All honour to England who outplayed the pathetic Kiwis in every phase. But what a biased crowd! I've never heard anything like them - watching the game on TV, in Norway. From before the kickoff they demonstrated not even a hint of sportsmanship, wanting to spectate a would-be exciting match, and were out for Kiwi blood. Besides, the commentators Hemming and Carney were immensely partisan, attempting pitifully to praise a Kiwi movement with the annoying 'To be fair ...' Yet they were anything but 'fair'. And for half the game they forgot which player had the ball and were drooled on about past feats and games.
Posted 10:18 13th November 2011
Andy Cartwright says...
Bring on the Ozzies, come on England!!! In with a real chance. I think Chase that he really wants to play for England, well in Rangi and well in the rest of the team. Brilliant tonight!

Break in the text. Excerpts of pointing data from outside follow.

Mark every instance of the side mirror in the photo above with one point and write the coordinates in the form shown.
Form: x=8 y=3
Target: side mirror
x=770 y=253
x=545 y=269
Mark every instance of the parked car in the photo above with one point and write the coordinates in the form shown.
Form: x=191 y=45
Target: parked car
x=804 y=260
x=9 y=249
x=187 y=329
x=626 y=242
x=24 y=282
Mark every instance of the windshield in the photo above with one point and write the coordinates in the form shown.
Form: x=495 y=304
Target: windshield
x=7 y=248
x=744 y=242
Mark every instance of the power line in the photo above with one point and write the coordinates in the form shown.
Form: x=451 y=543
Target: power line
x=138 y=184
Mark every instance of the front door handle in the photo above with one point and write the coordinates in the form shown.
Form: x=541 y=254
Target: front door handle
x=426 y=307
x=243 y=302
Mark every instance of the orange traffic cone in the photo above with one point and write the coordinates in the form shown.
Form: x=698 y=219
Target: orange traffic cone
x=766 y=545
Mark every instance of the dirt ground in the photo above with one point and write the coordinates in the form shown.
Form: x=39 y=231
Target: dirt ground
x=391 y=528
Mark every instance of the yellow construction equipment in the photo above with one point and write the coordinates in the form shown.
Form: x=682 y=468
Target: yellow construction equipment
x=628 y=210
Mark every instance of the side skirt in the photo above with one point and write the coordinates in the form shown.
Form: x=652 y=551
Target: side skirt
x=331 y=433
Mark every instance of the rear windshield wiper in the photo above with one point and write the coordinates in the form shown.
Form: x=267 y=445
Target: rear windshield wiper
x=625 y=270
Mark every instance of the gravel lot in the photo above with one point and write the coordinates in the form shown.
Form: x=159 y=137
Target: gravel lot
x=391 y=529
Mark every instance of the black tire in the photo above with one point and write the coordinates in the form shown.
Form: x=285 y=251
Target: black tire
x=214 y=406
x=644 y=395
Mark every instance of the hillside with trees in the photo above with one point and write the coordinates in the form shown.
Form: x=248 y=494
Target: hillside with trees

Posted 21:41 12th November 2011
David Mckeown says...
Sterling and dominant display .The pack was immense and the defence much improved. Still though I don't think the halves look quite right. To have so much ball and territory and struggle so long to score points is something that shouldnt be glossed over . I'm genuinely shocked Widdop is playing such a bit part . The guy is a Storm superstar!! Surely he should be at 6 , Sinfield doing his thing at 13. That gives us more attacking options and creativity.As it is we sometimes looked a bit disjointed in the first hour near the line and lacking in zip.Id love to see Widdop , Chase and Tomkins as our main offensive weapons with Sinfield more an organiser. Still we're in the Final! A few tinkerings and who knows?